Sailing in history
When it comes to vintage yachts, space – or rather, the lack of it – is the key issue that preoccupies Mike Carr. Refitting them entails certain technical challenges, says the joint managing director of Pendennis, the Falmouth, UK-based specialist in the restoration of classic sail and motor boats.
“Today that classic exterior still requires all the modern systems – from communications to air conditioning – that the yacht wouldn’t have had back when it was built. You need very skilled people and careful design to make it all fit.” Which Pendennis does. Indeed, if other companies are well-versed in building spanking new boats, Pendennis is fast winning a reputation as the go-to expert in reviving and revamping the yachts of yesteryear, which now accounts for some 60 per cent of its work. Not many companies around the world can rebuild a yacht from very poor condition and with the same emphasis on style, suggests Carr, who trained as a naval architect. And most other companies only look at rebuilds and refits when there’s nothing else to do.
Established in 1988, Pendennis launched a progressive apprenticeship scheme 15 years ago, which has given the company a competitive advantage when it comes to having the right skill set for what can be extremely delicate work. Its clientele frequently buys yachts they want overhauled to meet their taste or lifestyles. One increasingly requested feature, for example, is a transom extension, to allow easier access to the water for sports. But Carr senses an overall shift in attitudes.

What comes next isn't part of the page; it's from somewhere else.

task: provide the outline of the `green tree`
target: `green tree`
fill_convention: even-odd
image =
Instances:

“There’s a rising interest in sympathetic yacht restoration over new builds. This is in keeping with the perceived value of vintage objects, which we also see in the car market,” he says. “Do you want just a big new yacht or do you want a nautical gem? Demand for the latter is growing because there are fewer and fewer such boats available in a condition that can be restored. Of course, you can build a new yacht to look old, which we sometimes do, but it’s not the same. Such yachts lack the originality, the character, the stories …”
One of its most ambitious restoration projects is Malahne. The 50m classic motor yacht was built by Camper & Nicolsons in 1937, making it one of a very few pre-war motor yachts to have survived into the 21st century. Pendennis spent 30 months recreating many of the yacht’s original features, while modernising the workings to meet the codes of Lloyd’s Register and other maritime agencies.

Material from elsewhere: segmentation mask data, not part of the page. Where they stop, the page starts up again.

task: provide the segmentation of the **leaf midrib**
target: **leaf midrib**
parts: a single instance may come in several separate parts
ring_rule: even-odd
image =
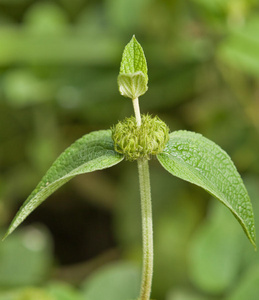
[[[83,167],[87,166],[87,165],[90,164],[90,163],[94,163],[96,160],[99,160],[99,161],[100,161],[100,158],[103,158],[103,157],[105,157],[105,155],[102,155],[101,157],[92,159],[92,160],[90,160],[90,161],[88,161],[88,162],[86,162],[86,163],[84,163],[84,164],[78,166],[77,168],[73,169],[72,171],[70,171],[69,173],[67,173],[65,176],[62,176],[62,177],[60,177],[60,178],[58,178],[58,179],[52,181],[50,184],[48,184],[47,186],[45,186],[44,188],[42,188],[38,193],[36,193],[32,198],[28,199],[28,202],[25,204],[25,206],[21,208],[21,212],[20,212],[20,213],[22,213],[24,210],[26,211],[26,207],[27,207],[27,205],[28,205],[31,201],[33,201],[35,198],[40,198],[41,194],[43,194],[46,190],[51,189],[55,184],[59,183],[60,181],[63,181],[63,180],[66,180],[66,179],[72,179],[72,178],[75,177],[76,175],[82,175],[82,174],[91,172],[91,171],[89,171],[89,172],[81,171],[81,172],[76,173],[76,170],[78,170],[79,168],[83,168]],[[124,157],[122,156],[121,159],[118,160],[118,161],[115,161],[115,162],[111,165],[111,167],[114,166],[114,165],[116,165],[117,163],[121,162],[123,159],[124,159]],[[102,169],[103,169],[102,167],[98,167],[98,168],[95,169],[95,170],[96,170],[96,171],[99,171],[99,170],[102,170]],[[54,191],[54,192],[55,192],[55,191]],[[44,201],[44,200],[43,200],[43,201]],[[42,203],[42,202],[40,202],[38,205],[40,205],[41,203]],[[37,206],[38,206],[38,205],[37,205]],[[13,231],[14,231],[14,230],[15,230],[15,229],[23,222],[23,220],[24,220],[27,216],[28,216],[28,214],[27,214],[27,215],[25,214],[25,216],[21,219],[21,221],[18,222],[18,225],[16,225],[15,227],[11,226],[11,227],[10,227],[10,230],[8,230],[8,231],[6,232],[6,235],[4,236],[4,239],[5,239],[8,235],[10,235],[10,234],[11,234],[11,233],[12,233],[12,232],[13,232]],[[18,219],[18,218],[15,218],[15,219],[14,219],[13,225],[15,224],[15,222],[16,222],[17,219]]]
[[[186,164],[184,164],[184,163],[182,162],[182,160],[179,160],[179,158],[178,158],[177,156],[173,156],[173,155],[171,155],[170,153],[167,153],[167,152],[163,152],[163,153],[161,153],[161,154],[167,155],[167,156],[172,156],[172,157],[176,158],[177,162],[178,162],[181,166],[183,166],[183,168],[184,168],[185,170],[188,170],[189,172],[192,173],[193,176],[195,176],[196,178],[198,178],[199,181],[200,181],[200,178],[202,178],[202,179],[205,178],[206,180],[208,180],[208,179],[207,179],[206,177],[204,177],[202,174],[198,173],[198,171],[197,171],[193,166],[191,166],[191,168],[192,168],[192,170],[194,170],[195,172],[193,172],[192,170],[190,171],[190,169],[187,169],[187,168],[186,168]],[[208,180],[208,181],[209,181],[210,184],[215,188],[215,185],[213,184],[213,182],[211,182],[210,180]],[[220,196],[221,196],[223,199],[227,200],[226,202],[224,202],[224,201],[222,201],[220,198],[218,198],[218,196],[216,196],[215,193],[214,193],[213,191],[211,191],[210,189],[208,189],[208,188],[206,188],[206,187],[204,187],[204,186],[202,186],[202,185],[200,185],[200,184],[197,184],[197,183],[193,183],[193,182],[191,182],[191,183],[194,184],[194,185],[198,185],[198,186],[200,186],[201,188],[205,189],[205,190],[208,191],[210,194],[212,194],[214,197],[216,197],[216,198],[217,198],[221,203],[223,203],[224,205],[226,205],[226,203],[227,203],[227,204],[228,204],[228,208],[229,208],[229,209],[231,210],[231,212],[237,217],[238,221],[241,223],[243,229],[245,230],[245,232],[246,232],[247,235],[249,236],[250,240],[252,241],[252,244],[255,245],[255,243],[254,243],[254,241],[253,241],[253,238],[252,238],[251,234],[250,234],[249,231],[246,229],[246,224],[244,223],[243,218],[242,218],[242,217],[241,217],[241,216],[233,209],[232,205],[229,204],[228,200],[226,199],[226,197],[224,196],[224,194],[222,194],[221,191],[219,192],[219,193],[220,193]],[[223,196],[222,196],[222,195],[223,195]]]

“It’s a bit of history brought back to life: Malahne was commissioned by the chairman of the Woolworths retail empire, was owned by movie producer Sam Spiegel – who used it as a floating production office while filming Lawrence of Arabia – and was the basis of many a Hollywood A-lister party during the 1960s and 1970s,” says Carr.
The growing demand for restoration work is seeing Pendennis expand too. It recently completed a three-year rebuilding of its shipyard and in May, opened a new non-tidal basin, effectively creating its own harbour. The shipyard’s direct access to the Atlantic is also helping to draw clients.
Establishing its own biennial Pendennis Cup regatta has been another feather in the firm’s cap. And this year, it launched a cruising rally in St Kitts. “We do this kind of thing because it’s great fun,” says Carr. We want to be able to give something back to our clients, a way to enjoy their boats. After all, nobody needs a yacht – it’s pure luxury.”